México regresa al top 10 de IED pero el nearshoring frena

· 3 min read · Innovation
Mexico returns to the top 10 of FDI but nearshoring slows down

UNCTAD's World Investment Report 2026 places Mexico 10th globally for FDI, though it warns that nearshoring has not yet translated into new plants.

Mexico attracted 41 billion dollars in foreign direct investment in 2025 and climbed from 11th to 10th place among the largest global recipients, according to the World Investment Report 2026 by the United Nations Conference on Trade and Development. This advance positions the country among the ten most attractive economies for foreign capital, surpassing India with 39 billion dollars, Australia with 35 billion, and Saudi Arabia with 33 billion.

The global ranking is led by the United States with 277 billion dollars, followed by Singapore with 151 billion, Hong Kong with 116 billion, China with 105 billion, and Brazil with 77 billion. In Latin America, Mexico remains the second largest FDI recipient after Brazil.

The positive number, however, comes with a specific warning from UNCTAD. The increase in FDI did not translate into a wave of new plants. Greenfield projects, meaning investment announcements in new productive capacities, fell from approximately 44 billion to 24 billion dollars, a reduction of almost 45%. What grew was the reinvestment of profits and the expansion of existing operations, not the arrival of new factories.

The organization identifies commercial uncertainty in North America as the main factor behind this caution. Companies that had considered relocating to Mexico or expanding their manufacturing presence postponed or reduced decisions due to volatility in US trade policy and the review process of the USMCA, whose July 1 deadline passed without formal renewal.

UNCTAD also warns that to harness the potential of nearshoring, proximity to the United States and the USMCA framework are not enough. Mexico needs to strengthen its local supplier chain, human capital, transport infrastructure, and energy capacity. Without concrete advances on these fronts, investment decisions may remain on indefinite pause.

The global context adds another layer of complexity. Global FDI grew 6% in 2025, reaching 1.6 trillion dollars, but the recovery was uneven. Flows to developed economies increased by 11%, while in developing economies they only grew by 2%. Growth was concentrated in megaprojects of data centers linked to artificial intelligence, and in semiconductors, oil, and gas. Mexico does not have significant issuers in any of these high-growth categories within its FDI profile.

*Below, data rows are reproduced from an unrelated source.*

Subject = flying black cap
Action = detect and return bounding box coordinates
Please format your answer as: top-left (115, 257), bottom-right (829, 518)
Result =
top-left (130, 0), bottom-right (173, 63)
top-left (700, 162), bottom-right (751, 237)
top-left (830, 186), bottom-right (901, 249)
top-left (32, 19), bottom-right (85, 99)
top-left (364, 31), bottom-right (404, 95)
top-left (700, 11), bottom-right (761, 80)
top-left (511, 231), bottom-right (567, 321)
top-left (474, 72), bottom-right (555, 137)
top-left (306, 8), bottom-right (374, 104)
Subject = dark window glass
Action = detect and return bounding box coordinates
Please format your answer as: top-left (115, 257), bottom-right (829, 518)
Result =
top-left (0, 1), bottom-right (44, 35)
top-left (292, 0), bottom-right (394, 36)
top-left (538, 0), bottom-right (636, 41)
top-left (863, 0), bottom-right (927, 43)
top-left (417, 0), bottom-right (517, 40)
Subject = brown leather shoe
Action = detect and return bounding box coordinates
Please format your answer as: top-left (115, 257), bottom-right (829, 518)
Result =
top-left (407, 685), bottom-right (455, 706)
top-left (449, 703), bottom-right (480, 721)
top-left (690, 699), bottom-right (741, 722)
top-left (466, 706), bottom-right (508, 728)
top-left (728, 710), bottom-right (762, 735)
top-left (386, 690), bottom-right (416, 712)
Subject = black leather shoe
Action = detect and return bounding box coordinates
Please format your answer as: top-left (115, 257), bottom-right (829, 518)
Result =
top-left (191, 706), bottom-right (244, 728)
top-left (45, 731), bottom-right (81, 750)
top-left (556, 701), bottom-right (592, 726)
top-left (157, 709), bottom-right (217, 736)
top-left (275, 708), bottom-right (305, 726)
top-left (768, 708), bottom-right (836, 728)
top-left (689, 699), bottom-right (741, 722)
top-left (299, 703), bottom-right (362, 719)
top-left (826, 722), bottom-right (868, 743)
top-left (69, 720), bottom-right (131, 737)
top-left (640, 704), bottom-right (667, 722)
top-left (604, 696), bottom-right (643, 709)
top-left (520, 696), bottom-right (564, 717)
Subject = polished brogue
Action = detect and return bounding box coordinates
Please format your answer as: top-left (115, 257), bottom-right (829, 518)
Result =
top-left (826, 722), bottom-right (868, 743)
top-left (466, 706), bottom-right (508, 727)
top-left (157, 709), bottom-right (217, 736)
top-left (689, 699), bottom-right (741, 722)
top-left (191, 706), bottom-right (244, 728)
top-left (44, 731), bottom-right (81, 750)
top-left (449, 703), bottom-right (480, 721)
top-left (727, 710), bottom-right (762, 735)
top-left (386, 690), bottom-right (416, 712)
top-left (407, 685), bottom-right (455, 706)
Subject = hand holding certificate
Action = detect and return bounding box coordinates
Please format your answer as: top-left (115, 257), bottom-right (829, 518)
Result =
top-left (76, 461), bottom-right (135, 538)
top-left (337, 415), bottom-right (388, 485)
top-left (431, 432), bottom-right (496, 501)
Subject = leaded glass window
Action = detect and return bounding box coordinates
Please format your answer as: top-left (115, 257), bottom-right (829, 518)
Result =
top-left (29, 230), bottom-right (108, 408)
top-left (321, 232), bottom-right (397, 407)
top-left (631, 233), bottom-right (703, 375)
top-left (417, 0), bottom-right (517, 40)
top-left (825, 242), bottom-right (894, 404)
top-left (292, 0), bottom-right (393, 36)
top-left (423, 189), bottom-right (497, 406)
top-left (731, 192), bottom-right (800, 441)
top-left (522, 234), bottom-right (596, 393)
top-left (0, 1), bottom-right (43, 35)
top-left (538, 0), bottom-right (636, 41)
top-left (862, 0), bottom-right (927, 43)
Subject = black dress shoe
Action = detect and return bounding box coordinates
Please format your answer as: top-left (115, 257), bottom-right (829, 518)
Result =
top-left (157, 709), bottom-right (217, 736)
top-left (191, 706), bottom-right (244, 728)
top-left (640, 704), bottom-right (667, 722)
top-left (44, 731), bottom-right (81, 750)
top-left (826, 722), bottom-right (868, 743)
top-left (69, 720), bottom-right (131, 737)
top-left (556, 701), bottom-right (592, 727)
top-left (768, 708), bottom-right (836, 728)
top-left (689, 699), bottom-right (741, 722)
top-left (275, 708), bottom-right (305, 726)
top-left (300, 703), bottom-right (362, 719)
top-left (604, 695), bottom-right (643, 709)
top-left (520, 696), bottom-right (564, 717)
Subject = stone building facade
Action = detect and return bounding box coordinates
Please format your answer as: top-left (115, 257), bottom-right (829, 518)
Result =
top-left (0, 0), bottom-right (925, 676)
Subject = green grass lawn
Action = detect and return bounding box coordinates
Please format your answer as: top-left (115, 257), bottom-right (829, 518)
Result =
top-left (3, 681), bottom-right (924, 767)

For the next+ team, the strategic reading of the UNCTAD report is quite accurate: Mexico is attracting more capital than before, but the way it attracts it has changed. Shifting from investment in new plants to reinvestment of profits in existing operations describes a market where already established companies continue to bet on the country, but those not yet in wait. This waiting has a concrete cost in jobs, infrastructure, and the development of local value chains that are not generated by reinvestments. For nearshoring to become the productive transformation its projections promised, Mexico needs to send clear signals of regulatory and commercial certainty that it is currently failing to convey with sufficient clarity. UNCTAD's top 10 is a good headline. The 45% drop in greenfield projects is the real story.